Mortal Kombat SNES, for its part, compensated for the lack of blood with a substitute liquid. They called it sweat, but it looked a lot more like tofu-vomit getting barfed up by the Kombatants after you’ve laid into them.

The whole blood controversy had a big hand in leading to your modern day PEGIs and your ESRBs, set up to keep violent games away from our virgin eyes – censorship boards spearheaded by the same curtain twitching, bleeding heart types who tried to go after Ebeneezer Goode.

We all got so wrapped up in Mortal Kombat’s blood gushiness that we forgot to assess the actual game at some point, and the home ports may be thankful we did because the SNES version of the game is bum. It’s fairly accurate to the arcade version, I believe, which leaves us to conclude that Mortal Kombat 1 was never much good at all.

I suppose it does look cool and enticing, in a way. The digitized live capture of the fighters puts me off and looks clumsy, but I’ll admit that it did look better in arcades than on your console, and it was definitely a technical feat. And anyway, characters that look like actual human beings aren’t often done on the SNES. Gorillas yes, but not humans.

I just can’t see how this one is any better than Street Fighter 2 and its many iterations, though. You’ve got more characters over there, particularly in Turbo and The New Challengers. You’ve got much better music and more appealing sprites as well, and it’s a lot less clunky to play.

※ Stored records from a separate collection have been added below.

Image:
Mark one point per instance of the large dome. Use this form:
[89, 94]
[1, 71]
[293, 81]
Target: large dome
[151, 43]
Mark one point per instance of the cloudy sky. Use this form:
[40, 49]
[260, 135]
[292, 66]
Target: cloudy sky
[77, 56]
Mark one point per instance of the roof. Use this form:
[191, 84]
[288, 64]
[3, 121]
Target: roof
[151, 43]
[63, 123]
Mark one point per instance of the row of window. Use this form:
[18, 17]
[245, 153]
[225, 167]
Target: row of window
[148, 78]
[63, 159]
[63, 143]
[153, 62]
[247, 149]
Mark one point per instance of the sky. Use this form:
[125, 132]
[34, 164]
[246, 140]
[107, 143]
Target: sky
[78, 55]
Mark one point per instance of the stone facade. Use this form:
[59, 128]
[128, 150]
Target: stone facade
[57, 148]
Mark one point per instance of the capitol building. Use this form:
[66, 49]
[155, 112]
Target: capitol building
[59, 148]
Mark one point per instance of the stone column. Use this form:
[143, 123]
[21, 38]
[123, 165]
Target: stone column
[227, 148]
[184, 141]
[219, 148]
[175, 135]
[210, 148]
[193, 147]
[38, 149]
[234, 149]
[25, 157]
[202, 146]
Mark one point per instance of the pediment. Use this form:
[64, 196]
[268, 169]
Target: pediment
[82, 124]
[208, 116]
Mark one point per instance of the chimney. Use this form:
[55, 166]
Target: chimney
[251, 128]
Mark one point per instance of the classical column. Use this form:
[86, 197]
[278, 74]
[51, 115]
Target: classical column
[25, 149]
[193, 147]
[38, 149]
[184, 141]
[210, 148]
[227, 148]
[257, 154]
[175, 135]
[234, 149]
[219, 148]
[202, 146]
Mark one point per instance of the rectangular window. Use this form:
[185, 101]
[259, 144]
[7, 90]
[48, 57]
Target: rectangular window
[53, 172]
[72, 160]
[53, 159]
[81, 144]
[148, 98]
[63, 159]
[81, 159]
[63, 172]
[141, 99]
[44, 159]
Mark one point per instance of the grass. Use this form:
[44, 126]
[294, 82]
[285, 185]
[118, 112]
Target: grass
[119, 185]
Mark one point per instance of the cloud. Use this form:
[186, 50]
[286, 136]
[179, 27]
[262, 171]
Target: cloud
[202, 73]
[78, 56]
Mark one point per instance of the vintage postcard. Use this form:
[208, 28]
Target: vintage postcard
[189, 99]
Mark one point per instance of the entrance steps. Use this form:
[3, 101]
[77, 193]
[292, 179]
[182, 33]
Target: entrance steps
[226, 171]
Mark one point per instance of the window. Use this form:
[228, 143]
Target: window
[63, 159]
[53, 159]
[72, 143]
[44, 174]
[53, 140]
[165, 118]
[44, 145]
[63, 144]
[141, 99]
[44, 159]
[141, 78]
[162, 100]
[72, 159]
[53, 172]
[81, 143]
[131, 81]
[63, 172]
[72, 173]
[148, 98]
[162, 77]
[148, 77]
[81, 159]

No, you don’t get Fatalities in Street Fighter, those finishing moves where you can rip out someone’s spleen or vertebrae or roast them alive. But even to people like me, possessing a mental age of 6, that Fatality stuff gets tiresome fast.

You’ll probably just end up being the victim of them anyway because you can forget about doing well on this game, even on medium difficulty. The AI just chews through your lifebar without breaking a sweat, although you’ll be vomiting up plenty of the stuff. It can be a little difficult to even see how much life you have remaining, because your character’s name takes up a massive chunk of the lifebar.

I know you’re raging at my ignorance here, but I can admit it – I am cack at fighting games, and my sole strategy in Mortal Kombat 1 is to throw out the old Scorpion harpoon to pull opponents in, daze them and then deliver a swift, toasty uppercut.

Forget about which version has blood or not, it’s Scorpion’s line here that should determine which version you go for. In the SNES version he shouts, “Come here!” while in the Sega version he shouts the far superior, “Get over here!”

Even with the usual unpleasant static associated with voice clips on the Sega, that hands another advantage to the Mega Drive version of Mortal Kombat. It seems like that one would be the clear winner, although going down that route obviously means that you’re stuck using a gimp pad with 3 buttons.

It doesn’t really matter, though. Either way, whichever poison you pick, you’re probably going to end up disappointed by the original Mortal Kombat. So I simply advise you to do what I do whenever they come looking for my blood – just don’t bother.